Veronica smiled. “One week before she hired me, Venus had a real scare. She had the flu, and maybe it affected her heart rhythm, but she passed out. If Isabel hadn’t happened to come in her room that morning, she might have died. Venus decided she wanted someone who would always be there, making sure she put her feet on the floor in the morning. She never had that particular health problem again, but Venus and I really hit it off and she asked me not to leave.

“To tell you the truth, I chafed at first. I mean, the pay was good, but what was I to do with myself? I could read only so many books, walk so many miles since I never accompanied her to work. It was Venus who told me I was free as a bird during the day, so why not spread my wings? Why not decide what I most wanted and do it. I did.”

“And what was that?” Savich asked her.

“I started a small retail website for women’s clothing, as a reseller.
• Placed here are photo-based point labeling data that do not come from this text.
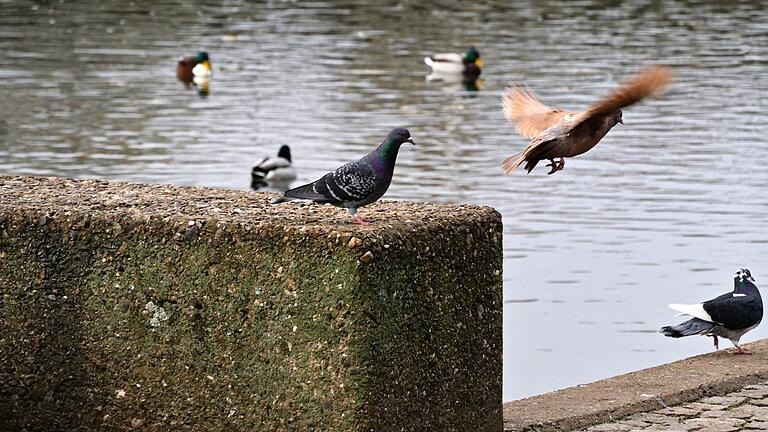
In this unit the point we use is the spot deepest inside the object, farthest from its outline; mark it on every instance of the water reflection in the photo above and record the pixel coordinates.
(666, 207)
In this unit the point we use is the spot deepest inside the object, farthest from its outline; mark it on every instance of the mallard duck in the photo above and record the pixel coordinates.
(194, 69)
(274, 171)
(469, 65)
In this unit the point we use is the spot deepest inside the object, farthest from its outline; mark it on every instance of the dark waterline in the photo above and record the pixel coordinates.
(663, 210)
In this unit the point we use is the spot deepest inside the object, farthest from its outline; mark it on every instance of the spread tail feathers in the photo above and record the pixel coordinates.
(693, 326)
(511, 163)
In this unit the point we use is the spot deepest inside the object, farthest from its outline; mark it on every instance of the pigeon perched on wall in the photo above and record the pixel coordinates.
(557, 133)
(357, 183)
(274, 171)
(729, 315)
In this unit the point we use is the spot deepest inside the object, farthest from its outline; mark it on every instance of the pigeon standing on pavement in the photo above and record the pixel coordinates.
(557, 133)
(357, 183)
(730, 315)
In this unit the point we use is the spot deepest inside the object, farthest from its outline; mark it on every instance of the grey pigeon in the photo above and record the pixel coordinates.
(730, 315)
(357, 183)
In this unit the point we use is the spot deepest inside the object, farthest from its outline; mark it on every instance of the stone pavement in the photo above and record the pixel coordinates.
(746, 409)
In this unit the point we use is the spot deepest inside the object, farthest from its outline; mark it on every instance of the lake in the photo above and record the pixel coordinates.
(665, 209)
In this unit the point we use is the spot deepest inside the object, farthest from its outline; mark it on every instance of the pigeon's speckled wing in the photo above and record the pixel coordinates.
(349, 183)
(734, 312)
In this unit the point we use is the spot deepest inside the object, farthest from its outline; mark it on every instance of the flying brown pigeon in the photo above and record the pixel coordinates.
(557, 133)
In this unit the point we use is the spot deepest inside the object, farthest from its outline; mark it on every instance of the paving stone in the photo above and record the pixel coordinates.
(610, 427)
(746, 409)
(756, 387)
(727, 401)
(726, 414)
(703, 407)
(655, 419)
(679, 411)
(634, 424)
(751, 393)
(715, 424)
(757, 413)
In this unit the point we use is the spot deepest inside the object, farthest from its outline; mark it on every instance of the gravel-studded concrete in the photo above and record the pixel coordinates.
(153, 307)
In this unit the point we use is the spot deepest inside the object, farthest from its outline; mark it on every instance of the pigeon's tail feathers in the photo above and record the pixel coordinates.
(693, 326)
(306, 191)
(695, 310)
(511, 163)
(281, 199)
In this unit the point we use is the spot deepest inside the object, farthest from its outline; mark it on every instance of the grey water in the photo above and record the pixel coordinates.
(665, 209)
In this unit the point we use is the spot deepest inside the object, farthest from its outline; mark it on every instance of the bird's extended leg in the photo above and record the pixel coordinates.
(357, 219)
(556, 166)
(741, 351)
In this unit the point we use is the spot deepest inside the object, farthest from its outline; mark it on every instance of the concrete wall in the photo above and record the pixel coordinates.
(129, 306)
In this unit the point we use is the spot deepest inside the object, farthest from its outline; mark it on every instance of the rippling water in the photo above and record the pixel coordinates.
(664, 210)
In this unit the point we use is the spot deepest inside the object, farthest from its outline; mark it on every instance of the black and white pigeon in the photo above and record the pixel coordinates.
(357, 183)
(274, 171)
(730, 315)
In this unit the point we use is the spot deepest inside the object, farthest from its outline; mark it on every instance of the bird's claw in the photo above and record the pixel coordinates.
(360, 221)
(556, 166)
(741, 351)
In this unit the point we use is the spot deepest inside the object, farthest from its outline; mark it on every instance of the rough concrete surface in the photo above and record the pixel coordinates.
(613, 399)
(150, 307)
(743, 410)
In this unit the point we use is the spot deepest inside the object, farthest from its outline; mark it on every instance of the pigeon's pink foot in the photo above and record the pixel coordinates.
(358, 220)
(556, 166)
(741, 351)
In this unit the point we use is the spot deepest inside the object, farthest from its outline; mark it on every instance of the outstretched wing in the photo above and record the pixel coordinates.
(527, 113)
(635, 89)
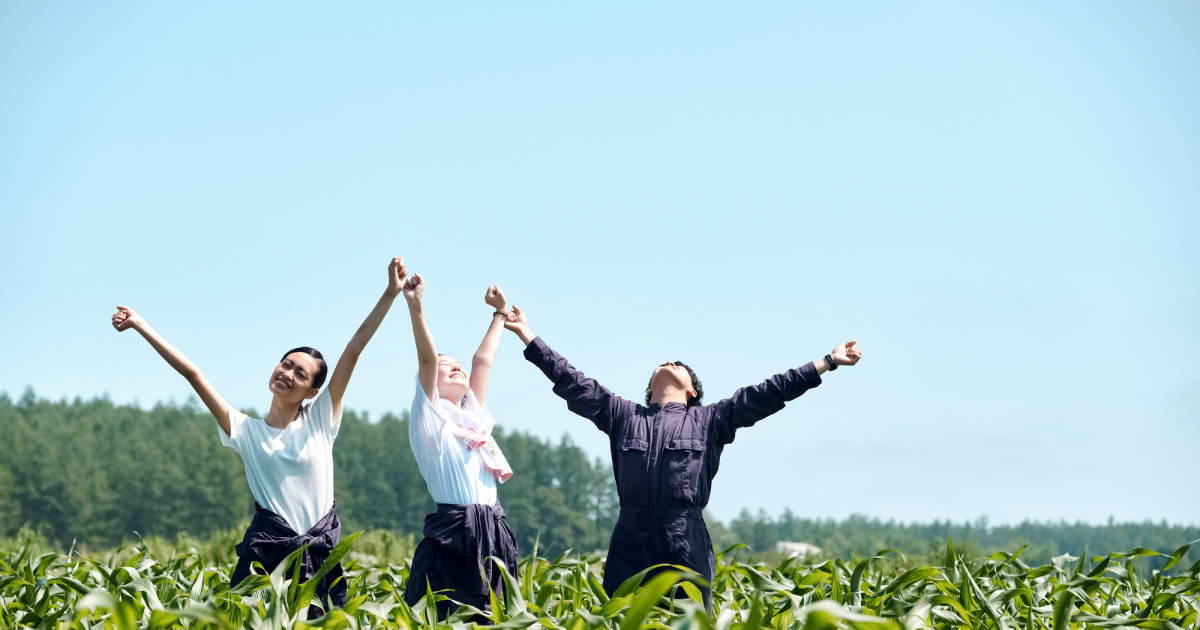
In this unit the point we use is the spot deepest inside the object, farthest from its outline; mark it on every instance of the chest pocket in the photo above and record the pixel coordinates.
(631, 461)
(684, 457)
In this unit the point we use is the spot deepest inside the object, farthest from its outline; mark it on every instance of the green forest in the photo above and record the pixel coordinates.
(96, 474)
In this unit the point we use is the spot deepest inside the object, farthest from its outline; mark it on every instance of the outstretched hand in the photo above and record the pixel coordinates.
(126, 318)
(847, 353)
(396, 275)
(414, 288)
(495, 298)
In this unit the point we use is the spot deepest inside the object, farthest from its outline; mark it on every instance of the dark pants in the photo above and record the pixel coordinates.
(645, 538)
(451, 556)
(270, 539)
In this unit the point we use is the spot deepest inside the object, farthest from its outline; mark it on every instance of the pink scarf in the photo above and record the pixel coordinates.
(473, 426)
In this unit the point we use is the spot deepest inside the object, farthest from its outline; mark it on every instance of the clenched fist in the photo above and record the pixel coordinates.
(495, 298)
(125, 318)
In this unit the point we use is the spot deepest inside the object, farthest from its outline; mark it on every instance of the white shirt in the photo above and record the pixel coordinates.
(291, 471)
(453, 473)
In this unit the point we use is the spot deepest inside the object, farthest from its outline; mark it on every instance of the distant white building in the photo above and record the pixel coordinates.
(801, 550)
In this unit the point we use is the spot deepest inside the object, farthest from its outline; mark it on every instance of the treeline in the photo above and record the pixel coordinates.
(861, 535)
(95, 473)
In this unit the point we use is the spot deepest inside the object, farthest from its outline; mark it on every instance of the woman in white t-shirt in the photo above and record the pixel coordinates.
(450, 432)
(289, 453)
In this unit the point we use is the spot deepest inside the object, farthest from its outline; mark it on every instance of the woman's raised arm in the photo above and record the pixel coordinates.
(349, 359)
(125, 318)
(481, 364)
(426, 353)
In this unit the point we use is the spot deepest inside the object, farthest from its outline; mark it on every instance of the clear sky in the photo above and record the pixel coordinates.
(1001, 202)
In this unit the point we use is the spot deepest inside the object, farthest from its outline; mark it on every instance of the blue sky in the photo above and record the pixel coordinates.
(1000, 202)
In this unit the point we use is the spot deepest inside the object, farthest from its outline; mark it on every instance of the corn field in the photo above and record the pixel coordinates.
(130, 589)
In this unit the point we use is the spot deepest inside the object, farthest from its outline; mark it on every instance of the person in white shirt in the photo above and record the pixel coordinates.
(450, 431)
(289, 453)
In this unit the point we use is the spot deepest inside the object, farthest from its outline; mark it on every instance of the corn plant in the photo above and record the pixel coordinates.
(127, 589)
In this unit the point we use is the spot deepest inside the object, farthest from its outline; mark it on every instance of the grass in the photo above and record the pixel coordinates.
(185, 585)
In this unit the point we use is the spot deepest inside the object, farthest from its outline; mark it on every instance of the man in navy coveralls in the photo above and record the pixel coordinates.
(666, 453)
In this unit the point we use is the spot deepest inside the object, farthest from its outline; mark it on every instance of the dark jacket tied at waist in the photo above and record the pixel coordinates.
(457, 541)
(270, 539)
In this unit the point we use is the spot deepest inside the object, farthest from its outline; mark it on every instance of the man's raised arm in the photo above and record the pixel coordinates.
(585, 396)
(755, 402)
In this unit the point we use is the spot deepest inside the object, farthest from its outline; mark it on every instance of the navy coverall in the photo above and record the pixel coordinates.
(665, 459)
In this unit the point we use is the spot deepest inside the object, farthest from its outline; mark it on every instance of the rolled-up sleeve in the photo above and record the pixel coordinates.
(585, 396)
(755, 402)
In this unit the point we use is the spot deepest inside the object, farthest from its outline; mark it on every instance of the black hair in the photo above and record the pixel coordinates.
(695, 384)
(318, 379)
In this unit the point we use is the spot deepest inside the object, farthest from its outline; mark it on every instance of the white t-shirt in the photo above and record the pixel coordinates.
(453, 473)
(291, 471)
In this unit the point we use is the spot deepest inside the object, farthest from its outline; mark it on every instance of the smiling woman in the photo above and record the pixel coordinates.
(288, 454)
(450, 432)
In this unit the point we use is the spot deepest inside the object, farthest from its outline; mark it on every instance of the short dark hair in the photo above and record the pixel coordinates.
(318, 379)
(695, 384)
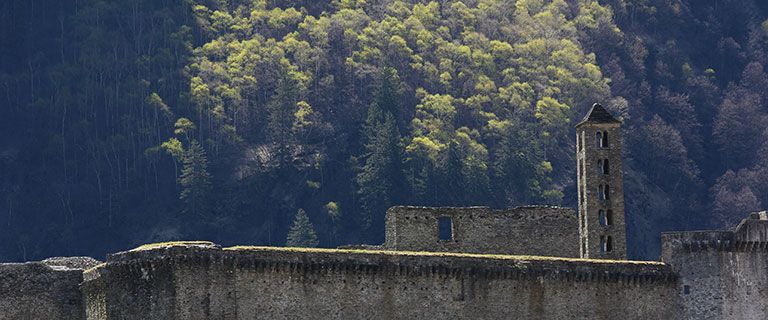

It’s called Classic Threads.” She smiled. “Actually, it’s made what to me is a bundle over the years. I put a lot back into the business, since Venus sees to it that I don’t have to worry about money day to day. Nowadays, I’m up against big-time competition, but my reputation is well established, my prices are competitive, and I’ve got a huge reach geographically. Plus I’ve established some great relationships with my suppliers.”

Sherlock said, “Classic Threads, good website name. I’ll look you up. Venus must be really proud. Veronica, do you know if Venus is going to be at her office until this evening?”

“No. She promised me she’d be home by four this afternoon. But what about Alexander? Are you going to arrest him? Is he going to be able to live at home again?”

Savich sat forward. “This is difficult, I know, for you, for everyone in the family. About Alexander, we’ll have to see. In the meantime, I’m sure you’ll keep your eye on Venus, help her in any way you can. Tell her we’ll be speaking to her, and soon. Thank you for coming.”